5. Remand to Grand Jury

¶ 25 Defendant argues the State violated his constitutional rights by not remanding his case to the grand jury for a new determination of probable cause after the victim revised his rendition of events. As the State notes, this issue is not subject to review following a finding of guilt beyond a reasonable doubt. See State v. Gonzalez, 181 Ariz. 502, 507, 892 P.2d 838, 843 (1995). In any event, defendant's contention that the officer presented perjured testimony is without merit. When Detective Kelly testified before the grand jury, he accurately relayed information Matthew had given up to that point.
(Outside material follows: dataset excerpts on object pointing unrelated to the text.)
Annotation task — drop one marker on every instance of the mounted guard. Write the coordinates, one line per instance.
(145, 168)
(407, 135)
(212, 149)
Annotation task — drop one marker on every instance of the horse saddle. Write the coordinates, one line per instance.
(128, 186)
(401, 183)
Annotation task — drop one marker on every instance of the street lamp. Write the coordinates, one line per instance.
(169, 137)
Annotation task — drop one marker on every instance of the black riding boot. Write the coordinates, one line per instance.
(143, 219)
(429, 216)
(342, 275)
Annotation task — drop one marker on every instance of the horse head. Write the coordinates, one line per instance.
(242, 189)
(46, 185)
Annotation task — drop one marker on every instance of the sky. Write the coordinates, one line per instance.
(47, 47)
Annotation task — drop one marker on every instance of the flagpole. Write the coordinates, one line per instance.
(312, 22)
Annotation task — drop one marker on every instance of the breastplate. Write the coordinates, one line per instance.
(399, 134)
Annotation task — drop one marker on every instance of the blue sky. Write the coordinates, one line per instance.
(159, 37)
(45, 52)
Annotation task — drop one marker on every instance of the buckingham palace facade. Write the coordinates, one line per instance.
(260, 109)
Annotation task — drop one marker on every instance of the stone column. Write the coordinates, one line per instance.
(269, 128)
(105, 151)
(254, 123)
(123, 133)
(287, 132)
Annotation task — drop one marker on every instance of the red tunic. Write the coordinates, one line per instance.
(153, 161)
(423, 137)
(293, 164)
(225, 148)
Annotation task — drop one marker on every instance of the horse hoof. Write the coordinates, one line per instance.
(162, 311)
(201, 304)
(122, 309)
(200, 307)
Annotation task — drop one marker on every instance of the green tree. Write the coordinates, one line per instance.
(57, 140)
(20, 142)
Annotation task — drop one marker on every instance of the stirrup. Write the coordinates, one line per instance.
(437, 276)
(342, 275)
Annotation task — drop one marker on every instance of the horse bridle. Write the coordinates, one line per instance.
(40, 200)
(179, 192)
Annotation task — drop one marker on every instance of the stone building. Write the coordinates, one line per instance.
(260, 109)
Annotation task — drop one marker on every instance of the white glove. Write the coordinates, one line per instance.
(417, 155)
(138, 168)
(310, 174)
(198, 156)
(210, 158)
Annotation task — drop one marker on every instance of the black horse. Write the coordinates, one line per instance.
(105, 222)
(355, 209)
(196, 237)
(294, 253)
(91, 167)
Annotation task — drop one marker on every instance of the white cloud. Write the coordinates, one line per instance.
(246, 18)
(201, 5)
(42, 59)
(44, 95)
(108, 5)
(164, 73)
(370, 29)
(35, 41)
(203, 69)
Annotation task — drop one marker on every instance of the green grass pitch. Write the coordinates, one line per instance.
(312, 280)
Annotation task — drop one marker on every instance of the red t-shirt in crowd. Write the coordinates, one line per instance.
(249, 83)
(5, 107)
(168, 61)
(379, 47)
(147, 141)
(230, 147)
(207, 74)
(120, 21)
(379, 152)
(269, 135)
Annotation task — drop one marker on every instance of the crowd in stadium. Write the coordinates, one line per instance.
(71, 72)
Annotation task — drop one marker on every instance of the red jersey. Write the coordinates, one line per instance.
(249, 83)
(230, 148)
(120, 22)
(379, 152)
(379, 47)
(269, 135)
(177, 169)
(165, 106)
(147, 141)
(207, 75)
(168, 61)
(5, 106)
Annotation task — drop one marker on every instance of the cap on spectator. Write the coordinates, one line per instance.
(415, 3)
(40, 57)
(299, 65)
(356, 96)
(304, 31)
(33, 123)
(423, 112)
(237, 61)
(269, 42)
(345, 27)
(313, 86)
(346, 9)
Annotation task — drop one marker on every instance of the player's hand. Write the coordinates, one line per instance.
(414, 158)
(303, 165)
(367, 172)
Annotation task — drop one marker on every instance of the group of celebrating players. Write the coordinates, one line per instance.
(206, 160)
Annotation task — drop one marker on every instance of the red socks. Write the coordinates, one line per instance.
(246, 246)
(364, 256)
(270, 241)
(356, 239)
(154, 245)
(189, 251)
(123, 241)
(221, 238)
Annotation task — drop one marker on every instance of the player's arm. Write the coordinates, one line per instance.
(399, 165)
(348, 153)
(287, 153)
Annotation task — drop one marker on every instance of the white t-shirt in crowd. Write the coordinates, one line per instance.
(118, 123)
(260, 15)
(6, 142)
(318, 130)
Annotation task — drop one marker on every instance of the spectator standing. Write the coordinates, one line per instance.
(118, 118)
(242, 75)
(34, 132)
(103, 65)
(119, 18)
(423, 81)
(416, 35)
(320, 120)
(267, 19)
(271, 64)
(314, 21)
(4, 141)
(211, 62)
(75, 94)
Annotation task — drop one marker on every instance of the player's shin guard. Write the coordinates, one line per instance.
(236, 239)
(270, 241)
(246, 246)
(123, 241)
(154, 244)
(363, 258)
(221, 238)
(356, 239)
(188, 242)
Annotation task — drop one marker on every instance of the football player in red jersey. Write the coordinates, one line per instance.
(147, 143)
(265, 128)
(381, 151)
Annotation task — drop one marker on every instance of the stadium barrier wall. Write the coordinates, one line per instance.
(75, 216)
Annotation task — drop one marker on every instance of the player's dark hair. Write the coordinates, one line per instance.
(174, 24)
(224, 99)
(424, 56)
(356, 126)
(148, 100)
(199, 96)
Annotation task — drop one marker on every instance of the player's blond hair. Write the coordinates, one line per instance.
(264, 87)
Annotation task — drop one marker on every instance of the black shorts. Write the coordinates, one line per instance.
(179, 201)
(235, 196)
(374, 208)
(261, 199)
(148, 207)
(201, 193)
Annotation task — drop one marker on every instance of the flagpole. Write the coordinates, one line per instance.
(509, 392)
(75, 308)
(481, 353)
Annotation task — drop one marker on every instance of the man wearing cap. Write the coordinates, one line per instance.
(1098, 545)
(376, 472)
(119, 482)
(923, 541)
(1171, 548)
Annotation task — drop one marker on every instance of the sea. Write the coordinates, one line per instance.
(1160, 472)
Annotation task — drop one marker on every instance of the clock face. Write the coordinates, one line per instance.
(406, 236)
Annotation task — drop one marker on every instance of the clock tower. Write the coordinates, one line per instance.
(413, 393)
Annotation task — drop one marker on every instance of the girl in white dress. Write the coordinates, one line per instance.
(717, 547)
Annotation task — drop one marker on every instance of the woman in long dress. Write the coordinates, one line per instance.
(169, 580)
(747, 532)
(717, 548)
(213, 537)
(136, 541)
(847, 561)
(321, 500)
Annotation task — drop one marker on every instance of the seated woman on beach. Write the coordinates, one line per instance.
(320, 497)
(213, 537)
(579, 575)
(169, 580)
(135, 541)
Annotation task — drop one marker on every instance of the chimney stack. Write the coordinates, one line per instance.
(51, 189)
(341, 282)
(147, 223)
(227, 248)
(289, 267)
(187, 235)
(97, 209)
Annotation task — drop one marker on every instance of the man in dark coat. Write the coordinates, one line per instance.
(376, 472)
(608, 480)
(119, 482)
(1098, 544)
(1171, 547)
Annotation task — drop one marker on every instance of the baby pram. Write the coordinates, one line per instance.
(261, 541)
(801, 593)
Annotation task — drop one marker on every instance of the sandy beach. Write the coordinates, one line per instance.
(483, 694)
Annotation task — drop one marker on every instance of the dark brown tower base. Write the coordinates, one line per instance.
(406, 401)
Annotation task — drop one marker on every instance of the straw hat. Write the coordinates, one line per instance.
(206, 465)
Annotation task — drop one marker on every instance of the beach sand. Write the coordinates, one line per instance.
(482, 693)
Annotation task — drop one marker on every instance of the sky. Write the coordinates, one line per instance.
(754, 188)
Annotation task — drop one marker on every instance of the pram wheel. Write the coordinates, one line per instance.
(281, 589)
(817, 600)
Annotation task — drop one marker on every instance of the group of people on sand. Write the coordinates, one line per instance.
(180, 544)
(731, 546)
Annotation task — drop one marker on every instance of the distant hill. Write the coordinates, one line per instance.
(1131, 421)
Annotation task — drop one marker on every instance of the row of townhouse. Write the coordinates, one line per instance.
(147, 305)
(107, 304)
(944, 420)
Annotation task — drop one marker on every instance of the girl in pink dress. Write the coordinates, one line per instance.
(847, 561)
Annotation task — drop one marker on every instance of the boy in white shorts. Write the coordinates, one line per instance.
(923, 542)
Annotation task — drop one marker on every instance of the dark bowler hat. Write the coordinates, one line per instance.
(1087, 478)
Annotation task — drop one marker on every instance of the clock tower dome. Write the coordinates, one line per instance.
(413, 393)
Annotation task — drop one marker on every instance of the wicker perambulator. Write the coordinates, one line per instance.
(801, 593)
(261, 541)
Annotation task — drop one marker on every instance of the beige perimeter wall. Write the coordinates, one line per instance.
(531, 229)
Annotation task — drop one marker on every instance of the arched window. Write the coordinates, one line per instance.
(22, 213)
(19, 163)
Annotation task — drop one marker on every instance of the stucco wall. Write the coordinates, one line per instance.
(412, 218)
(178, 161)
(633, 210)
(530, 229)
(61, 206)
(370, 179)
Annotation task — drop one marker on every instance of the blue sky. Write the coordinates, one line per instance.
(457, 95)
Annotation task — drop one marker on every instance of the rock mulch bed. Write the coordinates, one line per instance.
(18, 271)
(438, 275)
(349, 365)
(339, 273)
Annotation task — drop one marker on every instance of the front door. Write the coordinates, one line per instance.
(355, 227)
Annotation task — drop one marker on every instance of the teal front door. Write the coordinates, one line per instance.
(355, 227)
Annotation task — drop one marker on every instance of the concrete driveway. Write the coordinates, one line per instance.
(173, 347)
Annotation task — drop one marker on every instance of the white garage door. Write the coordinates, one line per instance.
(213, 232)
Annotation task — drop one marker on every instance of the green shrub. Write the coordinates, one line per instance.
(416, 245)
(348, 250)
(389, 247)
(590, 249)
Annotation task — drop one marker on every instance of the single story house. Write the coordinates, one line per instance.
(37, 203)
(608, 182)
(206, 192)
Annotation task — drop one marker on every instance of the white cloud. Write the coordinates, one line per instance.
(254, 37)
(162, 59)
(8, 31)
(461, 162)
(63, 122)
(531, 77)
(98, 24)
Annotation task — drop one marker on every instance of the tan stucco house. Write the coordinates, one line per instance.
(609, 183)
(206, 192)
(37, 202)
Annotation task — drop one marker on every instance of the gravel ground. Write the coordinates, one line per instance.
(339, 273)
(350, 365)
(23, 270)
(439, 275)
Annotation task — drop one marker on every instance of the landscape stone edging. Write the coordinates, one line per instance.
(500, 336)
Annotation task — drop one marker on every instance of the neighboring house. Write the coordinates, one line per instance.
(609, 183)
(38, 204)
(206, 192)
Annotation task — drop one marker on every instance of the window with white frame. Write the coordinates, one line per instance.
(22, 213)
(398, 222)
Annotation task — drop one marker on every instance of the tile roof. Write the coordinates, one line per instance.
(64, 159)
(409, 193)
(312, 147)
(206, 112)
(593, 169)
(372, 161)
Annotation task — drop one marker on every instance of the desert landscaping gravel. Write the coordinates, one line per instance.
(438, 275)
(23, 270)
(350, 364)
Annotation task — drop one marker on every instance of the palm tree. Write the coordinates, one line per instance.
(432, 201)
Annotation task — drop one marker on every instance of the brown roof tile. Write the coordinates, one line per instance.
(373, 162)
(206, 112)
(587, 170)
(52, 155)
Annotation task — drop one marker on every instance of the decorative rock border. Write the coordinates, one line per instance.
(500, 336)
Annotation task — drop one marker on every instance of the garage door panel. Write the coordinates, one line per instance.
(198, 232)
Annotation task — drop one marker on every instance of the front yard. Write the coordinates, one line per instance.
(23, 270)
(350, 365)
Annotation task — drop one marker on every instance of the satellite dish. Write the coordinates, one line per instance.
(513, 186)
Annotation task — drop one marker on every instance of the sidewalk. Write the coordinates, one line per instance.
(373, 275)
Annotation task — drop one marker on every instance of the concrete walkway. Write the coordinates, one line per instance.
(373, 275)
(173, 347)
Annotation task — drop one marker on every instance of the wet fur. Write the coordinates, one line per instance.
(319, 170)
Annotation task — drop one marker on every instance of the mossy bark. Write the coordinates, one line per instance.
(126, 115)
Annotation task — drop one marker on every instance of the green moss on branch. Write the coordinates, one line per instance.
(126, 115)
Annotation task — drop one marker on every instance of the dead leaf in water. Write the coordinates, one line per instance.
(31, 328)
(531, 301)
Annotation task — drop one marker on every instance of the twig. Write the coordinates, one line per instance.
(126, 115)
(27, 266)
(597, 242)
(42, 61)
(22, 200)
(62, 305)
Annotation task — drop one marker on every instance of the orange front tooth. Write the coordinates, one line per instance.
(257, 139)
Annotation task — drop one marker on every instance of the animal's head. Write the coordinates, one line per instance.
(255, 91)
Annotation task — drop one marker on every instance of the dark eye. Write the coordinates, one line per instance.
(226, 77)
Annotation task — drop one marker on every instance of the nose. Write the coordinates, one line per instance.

¶ 26 Furthermore, a defendant's due process rights are violated if the government bases an indictment on perjured testimony that is "material." State v. Moody, 208 Ariz. 424, 440, ¶ 32, 94 P.3d 1119, 1135 (2004). Perjury is a false sworn statement regarding a "material issue" that a witness makes believing the statement to be false. Id. A statement is "material" if it can affect the course or outcome of a proceeding. A.R.S. § 13-2701(1). As noted above, Detective Kelly did not have reason to believe Matthew's statements were false when he recounted them to the grand jury. More importantly, the only thing that later changed was that Matthew admitted letting defendant into his apartment to sell him drugs. The fact that Matthew voluntarily let defendant into his apartment was not "material" to the charged offenses occurring after defendant was inside the apartment, when he beat Matthew, robbed him at gunpoint, and forced him into a vehicle.

CONCLUSION

¶ 27 For the foregoing reasons, we affirm defendant's convictions and sentences.

DIANE M. JOHNSEN, Presiding Judge, JON W. THOMPSON, Judge, concurring.

FootNotes


1. We view the evidence in the light most favorable to sustaining the convictions and resolve all reasonable inferences against defendant. State v. Manzanedo, 210 Ariz. 292, 293, ¶ 3, 110 P.3d 1026, 1027 (App. 2005).
2. Miranda v. Arizona, 384 U.S. 436 (1966).
3. Jurors did, however, receive the following instruction: Stricken evidence: At times I may order some evidence to be stricken from the secord. Then it is no longer evidence and you must not consider it for any purpose[.]
4. The proposed instruction reads: "You were previously instructed to disregard Detective Kelly's testimony that stated Mr. Billy Burton `refused' to talk to him. Mr. Billy Burton did not refuse to talk to Detective Kelly. Mr. Billy Burton did talk to Detective Kelly. However, Detective Kelly did not obtain any incriminating statements from Mr. Billy Burton."
5. The record also reflects that the court was concerned about unduly drawing the jury's attention to the statement. See, e.g., State v. Newell, 212 Ariz. 389, 402, ¶ 61, 132 P.3d 833, 846 (2006) (in context of prosecutorial misconduct, trial court is in best position to gauge effect of comments on jury).
6. Trevor was with Brian at the apartment complex.